Purpose: In an effort to generate novel monoclonal antibodies with improved specificity profiles relative to the R5 system, we generated anti-prolamin monoclonals in mice. Herein, we describe the immuno-reactive profile of 8 candidate clones and compare activity against that of R5.
Methods: Prolamins from wheat, barley, and rye were purified using standard techniques and used to immunize female Balb/C mice. Spleens from seroconverted mice were fused with SP2/0-Ag14 cells and cultured using HAT techniques. Colonies were screened and selected based on reactivity towards gliadin, hordein, secalin, and avenin using indirect ELISA. IgG+ clones that retained high activity were raised and purified from ascites and further studied by ELISA and western blot analysis in conjunction with the R5 mAb.

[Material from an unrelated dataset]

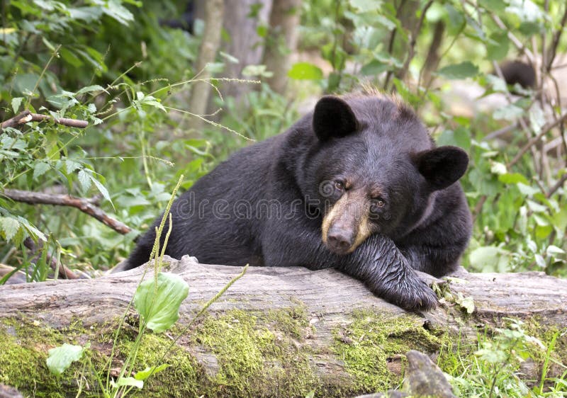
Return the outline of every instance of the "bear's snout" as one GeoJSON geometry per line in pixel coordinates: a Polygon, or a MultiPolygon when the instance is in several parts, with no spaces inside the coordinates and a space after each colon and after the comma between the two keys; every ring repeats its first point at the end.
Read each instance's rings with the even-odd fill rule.
{"type": "Polygon", "coordinates": [[[354,234],[352,230],[332,227],[327,234],[327,246],[331,251],[337,254],[348,253],[354,242],[354,234]]]}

Results: The hybridomas were functionally grouped as 1) Skerrit-like (3C1, 3G9, 10C10, and 7B5) by their preferential ability to detect gluten from wheat and rye over barley, 2) R5-like (28A4 and 25A5) based on their ability to pan detect gluten from wheat and rye over barley, and 3) unique (7E3, which equally detects gluten from barley and wheat, and 4F7, which preferentially detects barley over wheat). None of the clones demonstrated meaningful reactivity against corn, rice, and soy. Of the R5-like mAbs, 25A5 demonstrated essentially equal detection of gluten from wheat, rye, barley, and oats. In comparison, 28A4 demonstrated greatly diminished activity towards avenins.
Significance: Owing to limitations with the existing gluten-detection systems, we have generated a series of novel monoclonal antibodies directed against the prolamin fraction of triticeae cereals. Of the 8 clones tested, 28A4 and 25A5 demonstrated potential for use in future gluten detection systems, with divergent applications with respect to avenin detection.